Packaging is a notoriously difficult area to do anything innovative in, particularly when it is for mainstream foodstuffs. To take a walk down the tea and coffee aisle in the supermarket, for example, is to engage on a tour of clichéd exotic landscapes and insipid piles of beans and leaves.
When it came to creating new packs for Cafédirect’s range of Fair Trade teas and coffees, design studio Carter Wong attempted to leave that world behind, concentrating instead on the fact that the brand can trace its produce back to the individual grower of each crop. “A lot of Fair Trade is a market where growers combine crops. We wanted to build on Cafédirect’s provenance,” explains Carter Wong’s Phil Wong.
The biggest issue, says Wong, was in deciding whether to focus the designs on the good that the company does (it pays guaranteed prices above the Fair Trade premium, for example) or on the quality of its products. “They have a very loyal customer base,” partner Phil Carter says. “They could almost put the product in a brown paper bag and those people would still buy it. We wanted something distinctive to attract others.” Carter Wong researched a number of routes and, though women apparently found the concept somewhat threatening, the studio managed to persuade Cafédirect to go with a redesign centred on the tools used by its growers. “This one polarised opinion,” Carter says. “A lot of people didn’t understand why the tools were on the pack, but if it can get people talking then it’s done its job.”
Phil Carter plus another designer from the studio headed off to Uganda with photogapher John Millar for the shoot but, though hospitable, the local growers didn’t quite grasp the idea initially. “They kept wanting to show us the view,” Carter says. “And they didn’t seem to have any of the tools that we were hoping for. We were getting a bit worried so we started rummaging in the offices and the storerooms. Thankfully we found some and realised that it was actually going to work.” Among the treasures uncovered were a machete with a handle made from a cow’s tail (rejected for looking too gruesome) plus, discovered on a second shoot in Mexico, a curious bird-shaped instrument used to pull down tall branches.

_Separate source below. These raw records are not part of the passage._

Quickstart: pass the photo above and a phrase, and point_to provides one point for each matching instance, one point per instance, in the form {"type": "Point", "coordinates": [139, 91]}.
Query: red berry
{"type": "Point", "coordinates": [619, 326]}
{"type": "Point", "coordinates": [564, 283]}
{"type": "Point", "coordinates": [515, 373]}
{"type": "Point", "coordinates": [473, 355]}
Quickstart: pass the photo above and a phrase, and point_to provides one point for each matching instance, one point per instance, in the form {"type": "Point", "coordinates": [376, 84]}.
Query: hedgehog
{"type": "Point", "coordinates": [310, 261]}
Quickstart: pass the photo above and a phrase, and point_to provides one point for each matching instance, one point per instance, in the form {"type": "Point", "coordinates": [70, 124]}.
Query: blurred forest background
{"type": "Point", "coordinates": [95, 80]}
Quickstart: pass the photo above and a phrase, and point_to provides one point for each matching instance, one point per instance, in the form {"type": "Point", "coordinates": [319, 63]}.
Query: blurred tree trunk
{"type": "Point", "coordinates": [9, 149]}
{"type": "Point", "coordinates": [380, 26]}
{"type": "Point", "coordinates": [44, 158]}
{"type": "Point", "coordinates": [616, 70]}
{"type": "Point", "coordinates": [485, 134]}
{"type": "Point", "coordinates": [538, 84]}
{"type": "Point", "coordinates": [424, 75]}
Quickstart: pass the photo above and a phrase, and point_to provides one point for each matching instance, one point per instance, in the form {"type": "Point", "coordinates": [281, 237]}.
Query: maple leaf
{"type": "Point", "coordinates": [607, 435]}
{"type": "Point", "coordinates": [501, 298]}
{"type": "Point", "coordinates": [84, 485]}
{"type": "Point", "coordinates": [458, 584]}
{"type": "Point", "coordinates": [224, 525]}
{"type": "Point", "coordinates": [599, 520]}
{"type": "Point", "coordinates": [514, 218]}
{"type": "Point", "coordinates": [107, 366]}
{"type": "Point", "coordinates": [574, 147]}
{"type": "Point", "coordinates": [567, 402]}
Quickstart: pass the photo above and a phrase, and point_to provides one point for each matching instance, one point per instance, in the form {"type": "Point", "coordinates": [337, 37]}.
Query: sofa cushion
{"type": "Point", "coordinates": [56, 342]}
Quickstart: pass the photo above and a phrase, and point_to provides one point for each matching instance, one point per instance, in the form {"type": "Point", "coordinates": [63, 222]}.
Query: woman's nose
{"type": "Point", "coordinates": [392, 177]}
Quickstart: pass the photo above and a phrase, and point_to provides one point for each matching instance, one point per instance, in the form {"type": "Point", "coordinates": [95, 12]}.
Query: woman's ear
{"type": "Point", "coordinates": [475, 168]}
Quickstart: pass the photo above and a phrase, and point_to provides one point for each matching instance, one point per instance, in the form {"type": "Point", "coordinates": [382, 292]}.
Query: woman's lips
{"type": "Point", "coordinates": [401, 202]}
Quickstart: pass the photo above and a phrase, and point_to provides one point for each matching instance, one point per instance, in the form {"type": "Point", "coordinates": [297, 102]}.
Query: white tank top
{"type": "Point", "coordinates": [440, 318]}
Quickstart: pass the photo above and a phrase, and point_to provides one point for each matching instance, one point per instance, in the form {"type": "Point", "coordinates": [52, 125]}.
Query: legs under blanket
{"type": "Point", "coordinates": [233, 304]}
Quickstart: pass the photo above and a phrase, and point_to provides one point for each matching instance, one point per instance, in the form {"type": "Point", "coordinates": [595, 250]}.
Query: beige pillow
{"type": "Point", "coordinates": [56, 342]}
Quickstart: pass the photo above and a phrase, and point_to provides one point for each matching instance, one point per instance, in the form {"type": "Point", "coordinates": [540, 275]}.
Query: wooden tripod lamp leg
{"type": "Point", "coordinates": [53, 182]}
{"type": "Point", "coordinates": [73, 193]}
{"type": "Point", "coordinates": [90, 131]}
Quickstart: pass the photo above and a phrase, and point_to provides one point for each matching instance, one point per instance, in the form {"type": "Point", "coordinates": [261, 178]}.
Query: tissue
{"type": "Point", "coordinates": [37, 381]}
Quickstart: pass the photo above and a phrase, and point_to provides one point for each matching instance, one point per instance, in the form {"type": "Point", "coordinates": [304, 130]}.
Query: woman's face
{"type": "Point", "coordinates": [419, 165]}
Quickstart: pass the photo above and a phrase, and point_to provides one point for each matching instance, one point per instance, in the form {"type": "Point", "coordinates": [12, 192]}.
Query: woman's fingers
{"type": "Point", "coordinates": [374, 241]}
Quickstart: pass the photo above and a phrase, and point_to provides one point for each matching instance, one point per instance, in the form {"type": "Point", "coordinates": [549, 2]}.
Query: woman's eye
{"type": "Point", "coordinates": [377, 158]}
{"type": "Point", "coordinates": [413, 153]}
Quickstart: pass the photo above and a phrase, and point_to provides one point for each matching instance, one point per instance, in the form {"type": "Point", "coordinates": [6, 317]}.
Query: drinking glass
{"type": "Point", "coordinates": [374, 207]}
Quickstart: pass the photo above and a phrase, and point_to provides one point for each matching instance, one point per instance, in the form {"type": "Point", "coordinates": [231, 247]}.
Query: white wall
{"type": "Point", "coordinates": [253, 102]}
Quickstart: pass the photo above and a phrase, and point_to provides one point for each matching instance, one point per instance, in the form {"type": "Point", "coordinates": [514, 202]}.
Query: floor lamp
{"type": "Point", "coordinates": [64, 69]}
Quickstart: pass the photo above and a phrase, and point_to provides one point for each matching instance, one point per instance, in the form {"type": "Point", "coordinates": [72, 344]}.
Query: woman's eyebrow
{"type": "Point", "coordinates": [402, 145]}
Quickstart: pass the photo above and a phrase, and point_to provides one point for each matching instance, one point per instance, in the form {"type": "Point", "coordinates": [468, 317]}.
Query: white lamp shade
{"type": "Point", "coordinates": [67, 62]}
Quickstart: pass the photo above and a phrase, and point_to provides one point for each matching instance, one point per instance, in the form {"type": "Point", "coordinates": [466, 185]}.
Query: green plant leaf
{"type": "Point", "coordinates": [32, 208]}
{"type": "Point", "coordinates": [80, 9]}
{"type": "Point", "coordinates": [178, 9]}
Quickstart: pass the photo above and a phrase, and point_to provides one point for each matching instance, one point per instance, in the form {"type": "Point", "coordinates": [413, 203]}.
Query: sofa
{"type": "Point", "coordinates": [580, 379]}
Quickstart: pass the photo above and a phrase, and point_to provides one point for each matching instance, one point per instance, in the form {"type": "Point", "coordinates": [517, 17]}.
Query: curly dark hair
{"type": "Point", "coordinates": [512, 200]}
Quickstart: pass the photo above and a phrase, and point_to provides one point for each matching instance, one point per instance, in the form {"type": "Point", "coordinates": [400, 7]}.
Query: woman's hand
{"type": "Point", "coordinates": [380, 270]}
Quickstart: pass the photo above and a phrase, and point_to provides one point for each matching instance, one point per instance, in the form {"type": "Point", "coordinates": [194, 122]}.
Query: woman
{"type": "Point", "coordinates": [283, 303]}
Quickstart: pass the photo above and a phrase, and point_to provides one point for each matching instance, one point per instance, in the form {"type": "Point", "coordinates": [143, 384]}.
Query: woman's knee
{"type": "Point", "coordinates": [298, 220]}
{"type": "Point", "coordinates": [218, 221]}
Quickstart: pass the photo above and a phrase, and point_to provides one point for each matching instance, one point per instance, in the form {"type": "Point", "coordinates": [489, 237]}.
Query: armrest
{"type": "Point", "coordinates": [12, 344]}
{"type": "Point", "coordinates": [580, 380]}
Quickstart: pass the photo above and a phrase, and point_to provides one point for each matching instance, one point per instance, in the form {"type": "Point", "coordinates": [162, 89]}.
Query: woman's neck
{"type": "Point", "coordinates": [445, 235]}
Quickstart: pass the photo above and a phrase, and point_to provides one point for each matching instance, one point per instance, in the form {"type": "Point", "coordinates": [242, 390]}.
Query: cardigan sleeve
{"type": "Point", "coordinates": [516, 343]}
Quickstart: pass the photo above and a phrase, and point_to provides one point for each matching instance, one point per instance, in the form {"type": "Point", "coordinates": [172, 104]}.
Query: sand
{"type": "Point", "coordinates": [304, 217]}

All were shot inside a tent that Millar had brought along in order to control the lighting. (“He’s very resourceful in awkward locations,” says Wong of Millar. “He always seems to like lying on the floor.”) Each of the implement’s owners was also photographed – they appear on the back of the relevant pack. In addition, the Carter Wong team interviewed them to provide quotes which feature on the front of the packs with each grower’s signature underneath (scanned from samples which had to be gathered, literally, in the field).
With the first of the packs about to hit the shops, Wong admits to being nervous. Cafédirect’s sales have, he says, dipped during the past 18 months. If the new packs succeed, those featured may be able to afford shiny new tools to replace the battered, if rather photogenic, stars of the designs.